If my recollection serves me aright I have once or twice before touched on sundry chapters in the life and works of the old Major, telling how, for him, nothing of real consequence happened in this world between the surrender of Lee at Appomattox and the day, nearly forty years later, when all his tidy property was wiped out in an unfortunate investment, and he moved out of his suite at the old Gault House and abandoned his armchair in a front window at the Shawnee Club, and, at the age of sixty-four and a salary of twelve dollars a week, took a job as cub reporter on the Evening Press; how because he would persist in gnawing at the rinds of old yesterdays instead of nosing into the things of the current day he was a most utter and complete failure at the job; how once through chance, purely, he uncovered the whoppingest scoop that a real reporter could crave for and then chucked it away again to save a woman who by the standards of all proper people wasn’t worth saving in the first place; how by compassion of the owner of the paper and against the judgment of everybody else, he hung on all through the summer, a drag upon the organization and a clog on the ankle of City Editor Wilford Devore; how on the opening day of the famous Lyric Hall convention he finally rose to an emergency that was of his liking and with the persuasive aid of a brace of long-barrelled, ivory-handled cavalry revolvers stampeded the Stickney gang, when they tried by force to seize the party machinery, having first put that official bad man and deputy subheader of the opposition, Mink Satterlee, out of business, by love-tapping Mink upon his low and retreating forehead with the butt end of one of his shooting irons; and how then as a reward therefor, he was made war-editor of the sheet, thereafter fitting comfortably and snugly into a congenial berth especially devised and created for his occupancy. All this has elsewhere been told.
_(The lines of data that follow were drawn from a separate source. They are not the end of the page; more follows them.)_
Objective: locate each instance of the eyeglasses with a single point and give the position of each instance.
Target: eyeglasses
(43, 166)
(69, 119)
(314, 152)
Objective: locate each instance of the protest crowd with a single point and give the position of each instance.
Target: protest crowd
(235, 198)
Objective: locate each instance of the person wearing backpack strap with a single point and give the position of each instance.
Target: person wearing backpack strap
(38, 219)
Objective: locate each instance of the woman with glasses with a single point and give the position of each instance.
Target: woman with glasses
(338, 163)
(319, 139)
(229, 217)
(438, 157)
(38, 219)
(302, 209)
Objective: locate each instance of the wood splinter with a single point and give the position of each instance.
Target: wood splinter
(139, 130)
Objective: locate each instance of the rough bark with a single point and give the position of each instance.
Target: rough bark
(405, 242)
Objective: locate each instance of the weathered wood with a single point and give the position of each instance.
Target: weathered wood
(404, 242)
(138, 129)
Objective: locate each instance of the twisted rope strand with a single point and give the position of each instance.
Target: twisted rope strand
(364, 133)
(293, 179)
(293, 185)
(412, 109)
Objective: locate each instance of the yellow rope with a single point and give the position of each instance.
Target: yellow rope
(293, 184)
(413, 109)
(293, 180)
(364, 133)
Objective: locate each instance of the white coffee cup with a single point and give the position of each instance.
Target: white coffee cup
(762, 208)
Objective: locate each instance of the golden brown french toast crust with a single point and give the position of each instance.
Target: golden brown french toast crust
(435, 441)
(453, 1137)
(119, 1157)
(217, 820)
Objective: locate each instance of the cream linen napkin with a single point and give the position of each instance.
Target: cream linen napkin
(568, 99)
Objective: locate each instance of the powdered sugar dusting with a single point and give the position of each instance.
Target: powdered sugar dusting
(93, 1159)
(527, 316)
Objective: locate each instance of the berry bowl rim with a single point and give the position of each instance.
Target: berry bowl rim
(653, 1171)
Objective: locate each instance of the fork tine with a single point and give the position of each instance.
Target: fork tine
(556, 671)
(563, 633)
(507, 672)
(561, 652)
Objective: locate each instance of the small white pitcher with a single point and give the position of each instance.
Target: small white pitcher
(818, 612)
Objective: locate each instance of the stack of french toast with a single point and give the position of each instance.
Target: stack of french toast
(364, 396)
This present tale, which has to do in part with the Major and in part with the student body of Midsylvania, dates from sometime after the day when he became our war editor, and was writing those long and tiresome special articles of his, dealing favourably with Jackson’s Campaign in the Valley, and unfavourably with Sherman’s March to the Sea.

Midsylvania, those days, was a university with a long vista of historic associations behind it and a puny line of endowments to go forward on; so it went forward very slowly indeed. To get the most favourable perspective on Midsylvania you must needs look backward into a distinguished but mouldy past, and consider the list of dead-and-gone warriors and statesmen and educators and clergymen who had been graduated in the class of ‘49 or the class of ‘54, or some other class. Chief among its physical glories were a beech tree, under which Daniel Boone was said to have camped overnight once; an ancient chapel building of red brick, with a row of fat composition pillars, like broken legs in plaster casts, stretching across its front to uphold its squatty portico; and in the centre of the campus, a noseless statue of Henry Clay.

Sons of Old Families in the state attended it, principally, I suppose, because their fathers before them had attended it; sons of new families mostly went elsewhere for their education. With justice, you might speak of Midsylvania as being conservative, which was true; but when you said that, you said it all, and it let you out. There was nothing more to be said.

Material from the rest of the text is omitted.